A Jefferson County jury hit Christus Health Southeast Texas with a $1.4 million verdict Thursday, concluding that St. Mary Hospital nurses were negligent in their treatment of the late Stacy Meaux.
In November 2008, Meaux's mother, Mary Ann Licatino, filed a medical malpractice lawsuit which alleged Christus Hospital St. Mary nurses and Dr. Michael Peterson incorrectly diagnosed and treated Meaux.
Meaux died of a heart attack a day after receiving treatment from Christus nurses and Dr. Peterson.
While Dr. Peterson opted to settle in August, Christus Health chose to defend its treatment of Meaux in a civil trial that began Jan. 12 and ended Jan. 21.
Jurors found Dr. Peterson was 20 percent in his treatment and diagnosis of Meaux, pushing the remaining 80 percent of the blame upon Christus.
Court papers show that Meaux went to the emergency room at Christus St. Mary Hospital in Port Arthur on Oct. 2, 2007, complaining of chest pain, chest discomfort and tightness.
The triage nurses at St. Mary designated Meaux at Level 3, indicating she did not face imminent death.
Christus expert Dr. J. Kobar testified that he the "triage was appropriate."
"They (Christus nurses) met the standard of care," he said. "There was no evidence that she (Meaux) should have been triaged at level 1 or even 2."
According to court documents and his testimony, Dr. Peterson treated Meaux for irregular breathing and then, seeing no immediate danger to her life, discharged her.
Peterson had prescribed Captopril - a drug used to treat hypertension, heart failure and improve survival after a heart attack - and an inhalation treatment with Albuterol before discharging her at 8:15 p.m.
The next day, Meaux died of a heart attack.
"My impression at the time was that (Meax's chest pains) were not of cardiac origin," Dr. Peterson testified on Wednesday. "I just didn't think it was her heart. I had another explanation."
While she was a patient at the hospital, ER doctors performed two EKGs on Meaux.
Meaux's family claims one EKG was reported normal but the other showed a Septal Infarct abnormal EKG.
Plaintiff's attorney Clay Dugas said during opening statements that Meaux might be alive today if Christus nurses had correctly triaged her as Level 1 or 2.
During testimony, Dr. Peterson said he made the right call when he kept Meaux at Level 3.
However, the doctor did admit "he could have done things in a different manner" and perhaps saved her life. "If the nurses miss-triaged her, it was my responsibility to correct."

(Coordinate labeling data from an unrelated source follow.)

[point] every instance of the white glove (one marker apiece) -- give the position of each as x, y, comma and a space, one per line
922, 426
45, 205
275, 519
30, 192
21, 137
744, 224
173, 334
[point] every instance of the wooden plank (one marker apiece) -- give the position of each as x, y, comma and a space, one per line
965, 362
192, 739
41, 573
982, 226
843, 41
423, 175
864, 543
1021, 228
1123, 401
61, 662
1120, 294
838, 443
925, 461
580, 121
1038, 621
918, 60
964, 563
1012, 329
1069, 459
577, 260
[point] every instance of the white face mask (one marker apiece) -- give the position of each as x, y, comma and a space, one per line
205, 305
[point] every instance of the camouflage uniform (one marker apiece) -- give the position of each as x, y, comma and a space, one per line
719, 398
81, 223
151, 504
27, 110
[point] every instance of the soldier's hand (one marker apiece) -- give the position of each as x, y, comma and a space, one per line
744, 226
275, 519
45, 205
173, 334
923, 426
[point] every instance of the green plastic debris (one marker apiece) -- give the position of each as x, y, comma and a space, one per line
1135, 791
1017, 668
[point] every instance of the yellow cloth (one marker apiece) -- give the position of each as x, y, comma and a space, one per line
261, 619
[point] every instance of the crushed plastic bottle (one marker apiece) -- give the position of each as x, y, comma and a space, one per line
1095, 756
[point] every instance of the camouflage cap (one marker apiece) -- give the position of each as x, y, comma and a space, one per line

Meaux was over 40 years old, overweight, smoked and suffered from diabetes - all conditions which the Meaux family contends Christus and Dr. Peterson failed to take into account when she was admitted.

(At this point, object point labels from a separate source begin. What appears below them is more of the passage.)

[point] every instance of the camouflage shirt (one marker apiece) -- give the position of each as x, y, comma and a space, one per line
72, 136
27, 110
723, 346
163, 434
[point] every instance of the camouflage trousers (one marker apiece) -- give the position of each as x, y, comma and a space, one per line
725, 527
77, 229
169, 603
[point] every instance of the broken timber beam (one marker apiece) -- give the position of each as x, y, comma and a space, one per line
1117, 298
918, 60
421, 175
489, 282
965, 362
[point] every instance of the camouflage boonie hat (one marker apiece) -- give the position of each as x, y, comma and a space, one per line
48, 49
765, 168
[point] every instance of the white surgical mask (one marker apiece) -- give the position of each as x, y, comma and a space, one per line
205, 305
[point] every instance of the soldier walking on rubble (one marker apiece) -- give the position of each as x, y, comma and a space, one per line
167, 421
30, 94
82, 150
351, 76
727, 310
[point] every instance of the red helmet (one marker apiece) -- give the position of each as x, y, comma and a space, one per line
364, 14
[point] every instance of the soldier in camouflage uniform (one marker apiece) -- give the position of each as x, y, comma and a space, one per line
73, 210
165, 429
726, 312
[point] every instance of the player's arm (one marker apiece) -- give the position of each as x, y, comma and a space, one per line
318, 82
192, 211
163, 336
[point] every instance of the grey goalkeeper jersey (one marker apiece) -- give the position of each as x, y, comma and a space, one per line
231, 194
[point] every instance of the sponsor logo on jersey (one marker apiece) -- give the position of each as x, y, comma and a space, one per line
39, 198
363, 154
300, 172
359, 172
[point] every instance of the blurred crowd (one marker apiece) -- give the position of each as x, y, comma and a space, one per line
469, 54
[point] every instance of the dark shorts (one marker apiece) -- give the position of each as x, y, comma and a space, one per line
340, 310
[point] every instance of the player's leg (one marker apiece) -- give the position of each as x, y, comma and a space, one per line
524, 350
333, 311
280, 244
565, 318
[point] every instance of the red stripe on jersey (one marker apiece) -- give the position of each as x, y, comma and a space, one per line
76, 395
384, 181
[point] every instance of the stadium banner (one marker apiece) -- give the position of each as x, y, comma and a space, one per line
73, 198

Jurors divided up the 1.4 million verdict between several of Meaux's surviving relatives.
An ambulance was dispatched to Meaux's house on Oct. 3, 2007, the day after she had been discharged from St. Mary's.

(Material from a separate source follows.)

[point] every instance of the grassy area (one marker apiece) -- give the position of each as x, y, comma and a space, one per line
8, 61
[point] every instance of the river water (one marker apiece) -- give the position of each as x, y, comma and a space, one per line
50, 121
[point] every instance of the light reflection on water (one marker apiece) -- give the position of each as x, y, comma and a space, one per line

Meaux was apneic and without a pulse when the ambulance arrived, and paramedics tried to resuscitate her without success, her family claims.
According to the complaint, an autopsy confirmed that she died from acute myocardial infarction and severe atheroscierotic disease.
Meaux's family claims the nursing staff at Christus St. Mary Hospital violated nursing standards because they failed to assess Meaux's condition, failed to inquire and determine the nature of the chest pain and failed to discuss the case with the emergency room attending physician.
Nurses also failed to trigger the chain of command with a call to the nursing supervisor when no satisfactory resolution could be reached and failed to ask for orders from the ER physician for biochemical marker studies, according to the complaint.
Christus was represented in part by attorney Erin Lunceford of the Houston law firm Sprott, Rigby, Newsom, Robbins, Lunceford & Bell PC.
The trial was held in Judge Milton Shuffield's 136th District Court.